RAGMask further enhances robustness when used with RAGPart. Majority voting proves superior to intersection-based aggregation, balancing security and performance. Simply combining fragments from multiple retrievers without partitioning and masking is ineffective. Detailed analysis reveals that increasing the number of document fragments in RAGPart generally improves defense, though it can reduce utility. Increasing the number of retrievers also enhances defense.

For RAGMask, higher masking ratios increase defense, while larger masking sizes are more effective at reducing the impact of poisoned content. The study confirms that majority voting is the most effective aggregation method, providing a good balance between utility and defense. Retrieval poisoning poses a serious threat to RAG systems, but RAGPart and RAGMask are promising defenses that can significantly improve robustness. Careful hyperparameter tuning is crucial to achieve the best balance between security and performance.

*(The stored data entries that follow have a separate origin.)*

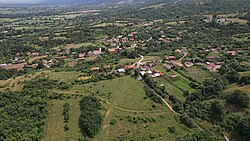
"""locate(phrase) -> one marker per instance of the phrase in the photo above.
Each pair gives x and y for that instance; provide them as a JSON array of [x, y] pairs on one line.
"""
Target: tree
[[217, 111], [243, 130], [245, 80], [239, 99]]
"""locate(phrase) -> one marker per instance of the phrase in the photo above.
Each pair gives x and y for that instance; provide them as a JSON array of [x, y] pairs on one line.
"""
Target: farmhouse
[[189, 64], [173, 76], [121, 70], [95, 69], [177, 51], [176, 63], [167, 66], [112, 50], [171, 57], [232, 53], [3, 65], [130, 67]]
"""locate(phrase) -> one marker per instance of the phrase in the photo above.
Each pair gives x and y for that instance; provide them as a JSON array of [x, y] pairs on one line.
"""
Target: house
[[177, 51], [155, 75], [144, 68], [222, 20], [34, 54], [184, 50], [112, 50], [95, 69], [3, 65], [81, 55], [173, 76], [176, 63], [107, 67], [142, 73], [210, 66], [121, 70], [130, 67], [213, 50], [164, 40], [149, 72], [167, 66], [34, 66], [232, 53], [96, 52], [171, 57], [189, 64]]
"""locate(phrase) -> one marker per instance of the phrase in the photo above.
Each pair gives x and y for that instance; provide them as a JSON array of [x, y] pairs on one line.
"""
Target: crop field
[[180, 82], [234, 87], [122, 98], [198, 74]]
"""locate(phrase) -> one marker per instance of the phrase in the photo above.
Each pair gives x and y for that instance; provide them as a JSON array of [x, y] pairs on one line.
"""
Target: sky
[[19, 1]]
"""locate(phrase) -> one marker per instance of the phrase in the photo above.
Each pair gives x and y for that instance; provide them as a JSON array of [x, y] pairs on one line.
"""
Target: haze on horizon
[[19, 1]]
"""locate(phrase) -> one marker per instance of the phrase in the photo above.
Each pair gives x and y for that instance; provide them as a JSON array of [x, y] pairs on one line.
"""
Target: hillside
[[123, 70]]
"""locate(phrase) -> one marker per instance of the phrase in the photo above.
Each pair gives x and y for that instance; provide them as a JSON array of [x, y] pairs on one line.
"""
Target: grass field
[[180, 82], [121, 98], [234, 87], [199, 74], [146, 58], [55, 124], [171, 89]]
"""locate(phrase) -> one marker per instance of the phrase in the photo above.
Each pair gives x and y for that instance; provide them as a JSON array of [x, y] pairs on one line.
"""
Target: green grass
[[180, 82], [171, 89], [234, 87], [54, 127], [146, 58], [199, 74], [124, 92], [120, 97]]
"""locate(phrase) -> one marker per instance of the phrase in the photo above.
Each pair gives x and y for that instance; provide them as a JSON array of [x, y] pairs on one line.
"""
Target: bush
[[239, 99]]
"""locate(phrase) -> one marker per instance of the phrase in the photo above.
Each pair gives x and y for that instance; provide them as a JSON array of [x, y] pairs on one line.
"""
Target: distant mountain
[[88, 2]]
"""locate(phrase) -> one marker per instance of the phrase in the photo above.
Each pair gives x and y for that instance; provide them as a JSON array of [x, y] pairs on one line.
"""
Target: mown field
[[122, 98]]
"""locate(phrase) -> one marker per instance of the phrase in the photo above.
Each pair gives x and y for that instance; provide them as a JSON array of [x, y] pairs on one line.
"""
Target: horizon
[[19, 1]]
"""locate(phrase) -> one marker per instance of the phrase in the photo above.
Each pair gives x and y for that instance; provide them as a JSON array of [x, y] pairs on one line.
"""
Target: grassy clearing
[[123, 129], [146, 59], [180, 82], [175, 22], [122, 92], [171, 89], [54, 130], [198, 74], [110, 24], [234, 87]]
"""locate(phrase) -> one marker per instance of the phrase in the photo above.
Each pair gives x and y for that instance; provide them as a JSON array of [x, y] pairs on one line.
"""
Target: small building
[[171, 57], [112, 50], [121, 70], [173, 76], [142, 73], [177, 51], [97, 52], [213, 50], [155, 75], [130, 67], [232, 53], [81, 55], [184, 50], [167, 66], [34, 54], [3, 65], [107, 67], [95, 69], [189, 64]]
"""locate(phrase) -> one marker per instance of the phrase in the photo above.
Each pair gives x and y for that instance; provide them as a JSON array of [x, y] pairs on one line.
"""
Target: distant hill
[[89, 2]]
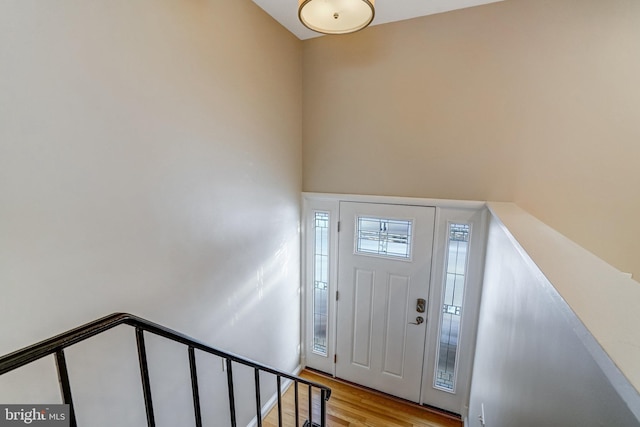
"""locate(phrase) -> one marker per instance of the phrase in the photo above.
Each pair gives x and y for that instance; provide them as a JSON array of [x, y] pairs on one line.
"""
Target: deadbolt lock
[[419, 321]]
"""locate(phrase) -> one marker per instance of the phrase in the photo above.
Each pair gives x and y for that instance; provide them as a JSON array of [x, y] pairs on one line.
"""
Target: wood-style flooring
[[355, 406]]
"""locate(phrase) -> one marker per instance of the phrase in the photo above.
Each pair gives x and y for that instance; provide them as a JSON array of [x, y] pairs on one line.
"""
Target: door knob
[[419, 321]]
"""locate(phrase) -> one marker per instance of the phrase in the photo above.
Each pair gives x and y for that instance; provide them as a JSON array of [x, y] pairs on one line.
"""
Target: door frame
[[473, 212]]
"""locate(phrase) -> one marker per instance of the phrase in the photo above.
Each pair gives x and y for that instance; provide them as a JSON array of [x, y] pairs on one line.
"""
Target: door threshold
[[426, 408]]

RAGPart and RAGMask Defend Against Corpus Poisoning

Recent advances in retrieval-augmented generation (RAG) systems have improved the accuracy of large language models and reduced inaccurate information, particularly in fields requiring up-to-date knowledge. However, these systems are vulnerable to corpus poisoning attacks, where malicious documents manipulate model outputs. Researchers have developed two complementary defenses, RAGPart and RAGMask, to mitigate these attacks directly at the retrieval stage, without modifying the language model. The team’s work exploits the characteristics of dense retrieval models, which encode semantic meaning into embedding vectors, to identify and neutralize poisoned documents.

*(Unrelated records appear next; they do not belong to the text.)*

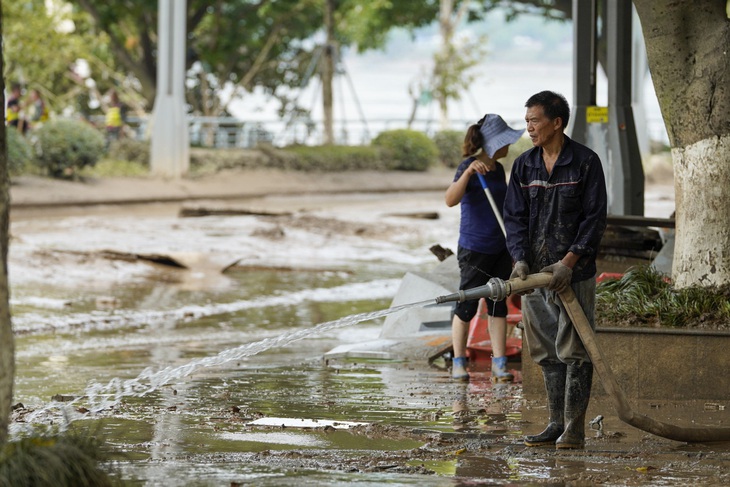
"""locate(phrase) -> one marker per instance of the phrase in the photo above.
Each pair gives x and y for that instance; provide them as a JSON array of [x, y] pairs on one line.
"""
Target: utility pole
[[170, 151], [328, 71]]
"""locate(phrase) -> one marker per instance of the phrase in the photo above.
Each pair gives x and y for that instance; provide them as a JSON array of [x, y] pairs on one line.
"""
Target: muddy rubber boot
[[577, 395], [458, 369], [499, 370], [554, 376]]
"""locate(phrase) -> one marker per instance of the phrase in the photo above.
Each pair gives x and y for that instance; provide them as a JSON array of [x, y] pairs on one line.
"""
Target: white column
[[169, 155]]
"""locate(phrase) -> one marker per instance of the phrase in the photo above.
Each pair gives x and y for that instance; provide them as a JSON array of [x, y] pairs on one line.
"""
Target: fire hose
[[497, 289]]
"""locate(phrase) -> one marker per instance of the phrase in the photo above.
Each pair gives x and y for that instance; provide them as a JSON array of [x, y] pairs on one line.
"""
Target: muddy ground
[[81, 275]]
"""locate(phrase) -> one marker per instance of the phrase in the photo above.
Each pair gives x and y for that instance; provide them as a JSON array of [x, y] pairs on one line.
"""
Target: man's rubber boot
[[499, 370], [554, 376], [458, 368], [577, 395]]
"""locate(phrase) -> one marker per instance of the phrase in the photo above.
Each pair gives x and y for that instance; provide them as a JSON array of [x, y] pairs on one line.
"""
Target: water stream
[[100, 397]]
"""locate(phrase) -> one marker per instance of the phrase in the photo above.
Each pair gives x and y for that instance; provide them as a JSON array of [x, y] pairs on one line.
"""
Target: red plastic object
[[608, 275], [479, 344]]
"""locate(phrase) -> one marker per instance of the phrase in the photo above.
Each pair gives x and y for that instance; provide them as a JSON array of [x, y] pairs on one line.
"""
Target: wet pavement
[[190, 375]]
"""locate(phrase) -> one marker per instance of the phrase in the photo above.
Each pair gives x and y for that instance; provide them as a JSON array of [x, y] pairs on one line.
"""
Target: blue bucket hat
[[497, 133]]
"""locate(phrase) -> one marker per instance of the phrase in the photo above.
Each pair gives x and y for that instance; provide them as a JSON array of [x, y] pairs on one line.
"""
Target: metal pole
[[169, 154]]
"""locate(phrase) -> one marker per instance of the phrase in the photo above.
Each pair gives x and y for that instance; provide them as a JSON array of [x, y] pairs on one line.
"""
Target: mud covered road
[[91, 307]]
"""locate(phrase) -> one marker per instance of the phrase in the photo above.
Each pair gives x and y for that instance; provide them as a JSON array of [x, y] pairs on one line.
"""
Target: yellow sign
[[597, 114]]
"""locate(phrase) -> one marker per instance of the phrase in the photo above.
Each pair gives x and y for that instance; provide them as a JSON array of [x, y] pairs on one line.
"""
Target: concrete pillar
[[170, 151], [626, 181]]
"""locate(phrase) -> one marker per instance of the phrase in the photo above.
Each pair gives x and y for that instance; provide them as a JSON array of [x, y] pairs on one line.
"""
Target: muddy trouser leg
[[580, 369], [540, 318], [554, 376], [553, 343], [578, 393]]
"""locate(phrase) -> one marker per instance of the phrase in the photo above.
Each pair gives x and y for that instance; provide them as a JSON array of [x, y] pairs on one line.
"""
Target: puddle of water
[[192, 424]]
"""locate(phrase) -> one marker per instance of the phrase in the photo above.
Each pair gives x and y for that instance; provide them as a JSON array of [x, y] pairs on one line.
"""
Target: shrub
[[335, 158], [127, 149], [65, 146], [448, 143], [20, 152], [407, 150], [70, 460]]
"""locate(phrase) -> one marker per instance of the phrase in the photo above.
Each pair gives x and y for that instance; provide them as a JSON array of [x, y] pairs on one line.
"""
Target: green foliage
[[407, 150], [324, 158], [644, 297], [69, 460], [66, 146], [39, 50], [335, 158], [20, 152], [114, 168], [131, 150], [449, 144]]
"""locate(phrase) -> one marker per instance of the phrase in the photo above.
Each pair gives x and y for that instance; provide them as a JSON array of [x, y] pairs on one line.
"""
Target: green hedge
[[407, 150], [333, 158], [66, 146], [20, 152]]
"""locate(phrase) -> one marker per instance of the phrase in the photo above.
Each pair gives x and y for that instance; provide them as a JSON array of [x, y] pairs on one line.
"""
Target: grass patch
[[644, 297], [110, 168], [71, 459]]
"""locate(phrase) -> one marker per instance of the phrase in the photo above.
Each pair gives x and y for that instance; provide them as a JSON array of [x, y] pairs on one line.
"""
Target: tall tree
[[41, 47], [233, 46], [7, 341], [687, 43]]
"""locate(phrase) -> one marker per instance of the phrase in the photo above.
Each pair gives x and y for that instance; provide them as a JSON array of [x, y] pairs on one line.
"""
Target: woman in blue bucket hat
[[480, 186]]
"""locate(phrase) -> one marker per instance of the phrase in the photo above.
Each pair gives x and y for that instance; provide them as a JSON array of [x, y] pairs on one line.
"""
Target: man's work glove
[[562, 275], [521, 270]]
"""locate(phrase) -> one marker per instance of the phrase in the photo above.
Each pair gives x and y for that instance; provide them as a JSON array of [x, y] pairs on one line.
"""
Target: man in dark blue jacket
[[555, 216]]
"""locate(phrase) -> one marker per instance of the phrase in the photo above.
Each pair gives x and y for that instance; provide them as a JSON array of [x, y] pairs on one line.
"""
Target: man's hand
[[521, 270], [562, 275]]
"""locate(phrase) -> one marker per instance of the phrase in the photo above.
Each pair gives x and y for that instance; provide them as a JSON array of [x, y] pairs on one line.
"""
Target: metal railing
[[230, 132]]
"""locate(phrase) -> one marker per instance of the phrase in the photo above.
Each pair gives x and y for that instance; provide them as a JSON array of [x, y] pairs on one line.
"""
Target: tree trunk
[[7, 341], [686, 46], [328, 69]]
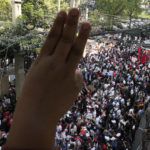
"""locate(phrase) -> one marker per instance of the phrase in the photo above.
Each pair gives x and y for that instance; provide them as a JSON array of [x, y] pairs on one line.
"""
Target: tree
[[111, 8], [33, 13], [40, 13], [133, 8], [5, 10]]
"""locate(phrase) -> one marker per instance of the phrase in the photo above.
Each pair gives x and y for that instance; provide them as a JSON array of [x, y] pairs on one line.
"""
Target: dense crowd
[[113, 98], [108, 109]]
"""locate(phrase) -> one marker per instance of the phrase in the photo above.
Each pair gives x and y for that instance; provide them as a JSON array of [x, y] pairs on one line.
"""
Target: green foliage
[[40, 12], [18, 39], [133, 9], [5, 10], [33, 12], [94, 17], [110, 9]]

RAGPart dilutes the impact of malicious content through document partitioning and mean pooling of fragment embeddings. Experiments show RAGPart can prevent poisoned documents from appearing among the top retrieved results. Complementing RAGPart, RAGMask identifies suspicious tokens within retrieved documents based on similarity shifts when targeted token masking is applied, flagging those causing the most substantial change as potentially malicious. Across benchmarks and poisoning strategies, these defenses consistently reduce attack success rates while maintaining performance under normal conditions. The researchers also introduced an interpretable attack to rigorously stress-test the robustness of their defenses, confirming their effectiveness.

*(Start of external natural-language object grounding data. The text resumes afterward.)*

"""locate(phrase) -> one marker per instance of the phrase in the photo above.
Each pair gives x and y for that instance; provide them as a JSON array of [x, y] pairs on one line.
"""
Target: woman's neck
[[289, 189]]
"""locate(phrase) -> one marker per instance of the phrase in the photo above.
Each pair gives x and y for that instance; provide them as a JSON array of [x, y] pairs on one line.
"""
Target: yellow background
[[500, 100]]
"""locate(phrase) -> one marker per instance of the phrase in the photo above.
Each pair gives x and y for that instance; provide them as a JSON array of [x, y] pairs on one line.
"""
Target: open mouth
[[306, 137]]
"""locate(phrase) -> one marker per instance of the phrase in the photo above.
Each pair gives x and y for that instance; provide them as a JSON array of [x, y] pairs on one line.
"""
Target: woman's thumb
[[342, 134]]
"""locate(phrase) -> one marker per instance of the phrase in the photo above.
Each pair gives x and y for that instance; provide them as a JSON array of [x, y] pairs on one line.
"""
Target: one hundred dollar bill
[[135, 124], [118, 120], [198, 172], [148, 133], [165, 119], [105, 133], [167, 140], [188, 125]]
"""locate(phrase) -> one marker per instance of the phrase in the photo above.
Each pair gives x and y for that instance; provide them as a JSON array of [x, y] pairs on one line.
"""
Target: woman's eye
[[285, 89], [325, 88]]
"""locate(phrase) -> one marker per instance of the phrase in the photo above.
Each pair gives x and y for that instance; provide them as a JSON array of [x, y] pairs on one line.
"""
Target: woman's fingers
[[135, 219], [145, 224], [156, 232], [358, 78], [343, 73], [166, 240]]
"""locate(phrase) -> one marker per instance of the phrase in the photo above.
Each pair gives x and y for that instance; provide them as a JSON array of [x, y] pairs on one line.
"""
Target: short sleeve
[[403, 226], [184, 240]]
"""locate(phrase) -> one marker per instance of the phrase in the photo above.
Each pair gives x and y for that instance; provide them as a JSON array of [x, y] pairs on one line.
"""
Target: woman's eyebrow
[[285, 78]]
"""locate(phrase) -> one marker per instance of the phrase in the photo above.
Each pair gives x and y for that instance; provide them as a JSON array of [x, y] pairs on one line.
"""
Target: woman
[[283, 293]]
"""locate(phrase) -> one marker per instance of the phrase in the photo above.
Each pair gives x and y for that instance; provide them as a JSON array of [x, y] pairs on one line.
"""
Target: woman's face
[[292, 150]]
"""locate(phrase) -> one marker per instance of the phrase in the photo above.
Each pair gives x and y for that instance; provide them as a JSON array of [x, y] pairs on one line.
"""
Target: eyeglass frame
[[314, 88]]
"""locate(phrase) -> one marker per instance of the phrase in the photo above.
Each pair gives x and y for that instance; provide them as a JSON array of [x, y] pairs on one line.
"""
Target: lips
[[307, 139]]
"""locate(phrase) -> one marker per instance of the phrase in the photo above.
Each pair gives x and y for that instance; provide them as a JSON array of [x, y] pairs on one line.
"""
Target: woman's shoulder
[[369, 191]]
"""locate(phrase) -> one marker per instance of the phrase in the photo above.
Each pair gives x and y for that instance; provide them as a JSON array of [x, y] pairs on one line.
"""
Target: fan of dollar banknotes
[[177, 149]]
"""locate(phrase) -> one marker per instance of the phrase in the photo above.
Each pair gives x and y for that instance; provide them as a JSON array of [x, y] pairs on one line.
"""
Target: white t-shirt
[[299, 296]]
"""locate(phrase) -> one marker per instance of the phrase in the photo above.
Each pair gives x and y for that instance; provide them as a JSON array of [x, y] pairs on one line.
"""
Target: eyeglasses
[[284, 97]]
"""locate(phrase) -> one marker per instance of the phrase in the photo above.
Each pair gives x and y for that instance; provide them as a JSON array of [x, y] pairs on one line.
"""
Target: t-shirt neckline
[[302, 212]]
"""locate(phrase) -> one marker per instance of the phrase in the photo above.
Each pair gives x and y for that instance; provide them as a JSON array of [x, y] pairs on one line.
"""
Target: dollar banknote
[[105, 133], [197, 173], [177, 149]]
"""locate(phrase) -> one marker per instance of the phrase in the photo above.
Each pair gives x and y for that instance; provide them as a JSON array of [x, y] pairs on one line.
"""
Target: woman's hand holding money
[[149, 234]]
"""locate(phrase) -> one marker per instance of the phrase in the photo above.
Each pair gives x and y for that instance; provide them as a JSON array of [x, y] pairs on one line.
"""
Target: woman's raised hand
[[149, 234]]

RAG Defenses Against Corpus Poisoning Attacks

Researchers have developed two novel defense mechanisms, RAGPart and RAGMask, to improve the security of Retrieval-Augmented Generation (RAG) systems against corpus poisoning attacks. These attacks involve injecting false information into the knowledge source used by the RAG system to manipulate model outputs. Both RAGPart and RAGMask function directly on the retrieval component of the RAG pipeline, offering a computationally efficient way to mitigate the effects of poisoned documents without altering the underlying language model. The team demonstrates that these defenses consistently reduce the success rate of poisoning attacks while maintaining the system’s ability to provide accurate information.

RAGMask proves particularly effective at preserving the usefulness of the retrieval system, while RAGPart offers a more practical solution when computational resources are limited. The researchers acknowledge that subtly altered facts remain challenging to detect at the retrieval stage, requiring generation-based identification, and highlight this as an area for future research. The study also identifies limitations in existing retrieval-based defenses, demonstrating that the newly proposed methods offer a significant improvement in robustness. Future work will focus on addressing remaining vulnerabilities and exploring methods to detect more sophisticated forms of corpus poisoning, contributing to the development of more trustworthy and reliable RAG systems.